DMS’s website notification from April 2019 is still available, linked from its website (it is a .docx file that will automatically download). Their disclosure could serve as a useful model for the all-too-many entities that fail to be transparent in their notifications. They forthrightly gave the dates and a clear description of what happened, what they found, and what they couldn’t rule out. Kudos to them. We need more companies to be as transparent.
But then, did their transparency and honesty result in years of stress and problems? Will this settlement discourage other entities from being so forthright about what happened? DMS went through 4+ years of stress and compliance inquiries from OCR stemming from a breach where there has never been any report of harm to the patients or misuse of the data, and where the entity disclosed the breach less than four months after they discovered the ransomware attack. And let’s recall that they did not pay any ransom and had been able to restore quickly from backups. They did so much right — and so much better than a lot of incidents we have seen in the past few years. And yet they became the first settlement over a ransomware incident.
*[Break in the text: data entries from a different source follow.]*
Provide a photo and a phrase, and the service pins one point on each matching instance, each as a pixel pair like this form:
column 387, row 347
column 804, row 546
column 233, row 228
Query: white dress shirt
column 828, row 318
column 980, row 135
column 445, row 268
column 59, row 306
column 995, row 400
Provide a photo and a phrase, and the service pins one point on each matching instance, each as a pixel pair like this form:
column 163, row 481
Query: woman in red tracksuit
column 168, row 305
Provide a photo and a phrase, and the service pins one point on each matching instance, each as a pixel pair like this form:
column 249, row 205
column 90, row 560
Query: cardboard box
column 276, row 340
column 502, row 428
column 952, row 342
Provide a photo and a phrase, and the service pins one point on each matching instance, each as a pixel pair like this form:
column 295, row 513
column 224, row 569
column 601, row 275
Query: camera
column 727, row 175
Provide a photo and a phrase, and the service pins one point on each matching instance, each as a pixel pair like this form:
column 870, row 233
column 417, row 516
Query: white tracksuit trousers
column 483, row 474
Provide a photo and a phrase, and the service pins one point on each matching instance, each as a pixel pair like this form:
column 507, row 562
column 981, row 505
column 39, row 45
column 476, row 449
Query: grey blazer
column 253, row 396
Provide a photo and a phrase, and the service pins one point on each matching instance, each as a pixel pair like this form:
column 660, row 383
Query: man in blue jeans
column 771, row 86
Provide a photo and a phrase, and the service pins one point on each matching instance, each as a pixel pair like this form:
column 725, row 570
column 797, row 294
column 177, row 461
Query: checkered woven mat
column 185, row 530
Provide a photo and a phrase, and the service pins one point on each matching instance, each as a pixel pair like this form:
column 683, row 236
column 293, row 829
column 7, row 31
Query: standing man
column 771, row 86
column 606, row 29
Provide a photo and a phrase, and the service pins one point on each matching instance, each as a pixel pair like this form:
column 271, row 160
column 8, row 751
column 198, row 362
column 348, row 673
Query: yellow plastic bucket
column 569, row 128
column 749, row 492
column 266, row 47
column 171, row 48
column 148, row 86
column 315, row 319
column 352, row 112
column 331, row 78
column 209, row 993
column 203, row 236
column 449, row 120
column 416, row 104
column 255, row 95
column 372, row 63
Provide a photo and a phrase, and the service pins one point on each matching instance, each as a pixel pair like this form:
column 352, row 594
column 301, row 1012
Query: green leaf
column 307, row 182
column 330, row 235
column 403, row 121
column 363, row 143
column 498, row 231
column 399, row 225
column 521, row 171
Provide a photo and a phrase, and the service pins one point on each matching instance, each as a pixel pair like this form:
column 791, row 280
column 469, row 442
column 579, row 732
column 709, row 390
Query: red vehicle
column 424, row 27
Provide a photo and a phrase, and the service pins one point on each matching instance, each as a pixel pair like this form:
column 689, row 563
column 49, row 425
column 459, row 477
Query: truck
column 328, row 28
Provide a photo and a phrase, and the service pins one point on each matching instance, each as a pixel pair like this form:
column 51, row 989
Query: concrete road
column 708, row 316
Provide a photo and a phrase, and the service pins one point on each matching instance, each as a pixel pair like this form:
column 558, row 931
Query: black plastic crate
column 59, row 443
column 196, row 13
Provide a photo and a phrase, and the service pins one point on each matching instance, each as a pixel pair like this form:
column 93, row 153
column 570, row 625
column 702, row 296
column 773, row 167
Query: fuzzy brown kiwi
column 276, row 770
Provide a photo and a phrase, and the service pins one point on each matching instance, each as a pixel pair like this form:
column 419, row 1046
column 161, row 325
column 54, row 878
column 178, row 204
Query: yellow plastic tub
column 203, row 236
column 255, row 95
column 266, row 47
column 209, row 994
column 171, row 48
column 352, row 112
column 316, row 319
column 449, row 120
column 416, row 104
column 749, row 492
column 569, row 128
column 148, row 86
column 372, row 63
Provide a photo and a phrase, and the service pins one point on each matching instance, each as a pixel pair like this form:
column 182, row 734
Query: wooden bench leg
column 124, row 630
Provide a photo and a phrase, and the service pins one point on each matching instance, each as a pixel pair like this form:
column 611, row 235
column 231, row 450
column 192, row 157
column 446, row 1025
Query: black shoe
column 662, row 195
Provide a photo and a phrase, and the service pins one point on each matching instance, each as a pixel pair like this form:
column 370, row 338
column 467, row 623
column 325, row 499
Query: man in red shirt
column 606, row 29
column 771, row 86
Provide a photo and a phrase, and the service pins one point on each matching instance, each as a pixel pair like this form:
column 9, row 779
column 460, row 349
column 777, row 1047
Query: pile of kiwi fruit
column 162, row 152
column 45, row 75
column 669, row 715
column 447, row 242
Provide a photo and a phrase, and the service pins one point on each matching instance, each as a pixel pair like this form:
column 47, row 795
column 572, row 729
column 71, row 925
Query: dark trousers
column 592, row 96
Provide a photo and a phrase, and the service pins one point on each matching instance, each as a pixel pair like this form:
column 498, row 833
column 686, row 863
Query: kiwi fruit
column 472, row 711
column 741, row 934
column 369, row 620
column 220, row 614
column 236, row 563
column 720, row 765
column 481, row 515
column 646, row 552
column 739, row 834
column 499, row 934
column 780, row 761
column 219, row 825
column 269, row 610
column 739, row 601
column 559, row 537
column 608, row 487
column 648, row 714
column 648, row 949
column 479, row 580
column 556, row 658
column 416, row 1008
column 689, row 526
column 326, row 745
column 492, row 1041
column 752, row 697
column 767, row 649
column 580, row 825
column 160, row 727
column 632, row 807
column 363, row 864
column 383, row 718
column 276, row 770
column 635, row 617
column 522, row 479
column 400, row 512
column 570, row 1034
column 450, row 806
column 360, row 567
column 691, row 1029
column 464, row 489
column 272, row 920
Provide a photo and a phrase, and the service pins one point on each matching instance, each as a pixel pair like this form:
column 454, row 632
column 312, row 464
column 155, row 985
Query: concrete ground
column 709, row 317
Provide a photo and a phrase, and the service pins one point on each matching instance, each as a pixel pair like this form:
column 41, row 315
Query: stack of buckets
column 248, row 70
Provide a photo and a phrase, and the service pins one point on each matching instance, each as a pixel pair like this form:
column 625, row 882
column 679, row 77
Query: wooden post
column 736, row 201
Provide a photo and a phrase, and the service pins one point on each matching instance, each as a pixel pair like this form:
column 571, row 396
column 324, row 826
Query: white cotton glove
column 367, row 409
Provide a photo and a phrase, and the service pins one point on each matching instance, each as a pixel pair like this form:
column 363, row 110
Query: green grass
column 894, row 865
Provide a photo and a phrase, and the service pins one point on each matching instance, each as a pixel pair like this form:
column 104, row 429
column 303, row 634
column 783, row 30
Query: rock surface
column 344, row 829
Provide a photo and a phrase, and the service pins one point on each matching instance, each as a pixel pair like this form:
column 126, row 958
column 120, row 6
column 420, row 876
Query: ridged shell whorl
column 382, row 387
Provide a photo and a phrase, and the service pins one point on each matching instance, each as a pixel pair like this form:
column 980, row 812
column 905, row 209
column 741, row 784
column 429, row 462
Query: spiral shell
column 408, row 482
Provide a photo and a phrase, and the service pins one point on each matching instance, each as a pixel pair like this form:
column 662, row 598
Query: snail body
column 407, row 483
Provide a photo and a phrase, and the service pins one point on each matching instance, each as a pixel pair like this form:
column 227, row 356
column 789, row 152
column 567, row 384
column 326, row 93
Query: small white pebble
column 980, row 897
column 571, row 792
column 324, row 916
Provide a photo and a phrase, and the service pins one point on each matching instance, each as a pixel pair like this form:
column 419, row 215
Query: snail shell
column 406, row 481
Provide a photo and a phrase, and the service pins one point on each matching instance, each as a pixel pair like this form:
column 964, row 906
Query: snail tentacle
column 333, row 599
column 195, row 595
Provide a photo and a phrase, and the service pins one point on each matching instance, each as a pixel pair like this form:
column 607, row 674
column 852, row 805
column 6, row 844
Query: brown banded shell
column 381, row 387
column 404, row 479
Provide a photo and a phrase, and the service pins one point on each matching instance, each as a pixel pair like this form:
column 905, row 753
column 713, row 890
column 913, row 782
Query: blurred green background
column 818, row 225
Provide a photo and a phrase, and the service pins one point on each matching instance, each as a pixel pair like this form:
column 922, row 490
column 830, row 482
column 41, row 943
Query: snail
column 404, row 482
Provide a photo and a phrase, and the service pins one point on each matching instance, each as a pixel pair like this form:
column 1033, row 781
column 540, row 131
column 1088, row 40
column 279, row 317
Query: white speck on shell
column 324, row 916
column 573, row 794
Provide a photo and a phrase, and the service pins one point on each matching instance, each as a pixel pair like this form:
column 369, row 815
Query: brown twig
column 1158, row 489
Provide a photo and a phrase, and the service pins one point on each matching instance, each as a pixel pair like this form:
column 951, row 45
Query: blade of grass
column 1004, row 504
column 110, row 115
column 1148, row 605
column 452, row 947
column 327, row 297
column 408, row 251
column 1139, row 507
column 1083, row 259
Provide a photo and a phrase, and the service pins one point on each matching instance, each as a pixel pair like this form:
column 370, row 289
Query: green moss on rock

When HHS announced the settlement, DataBreaches never thought to really question their claims and decision. Thankfully, though, Theresa Defino dug into this case for the latest issue of Report on Patient Privacy. In BA Depicted by OCR as Example of Ransomware Dangers Recovered Quickly, Didn’t Expect Fine, Defino interviewed Tim DiBona, CEO of DMS. DiBona’s description of his firm’s experience needs to be read and considered. Did OCR go too far in their enforcement in this case? Were the findings valid, but using an enforcement sledgehammer instead of just education heavy-handed and unfair?
In mid-2018, DataBreaches filed a watchdog complaint with HHS about a covered entity in Michigan that apparently knowingly covered up a breach affecting more than 40,000 patients for more than two years. That entity did not notify patients and they did not notify HHS until DataBreaches learned of the breach from the threat actor and told the entity that this site would be reporting on it. The entity then rushed to disclose the breach, but lied in its disclosure to patients and to HHS about when they discovered the breach. DataBreach sent HHS a watchdog complaint in mid-2018 that included copies of the police reports the entity had filed at the time of the breach in 2016 that proved the entity knew they had been hacked, that they had received an extortion demand, and that the threat actor had shown them proof of claims.
What has OCR done in that case of a willful cover-up of a breach? Wouldn’t that have been a good case to use to set an example that entities will not get away with covering up breaches? DataBreaches is still waiting to see OCR hit that covered entity with a serious monetary penalty and corrective action plan. Instead, it’s been five years of crickets while OCR apparently spent some of its limited resources in 2019 pursuing a business entity that for its time, seemed to have security that was no worse than most entities at the time and whose incident response appeared to be a real cut above the rest.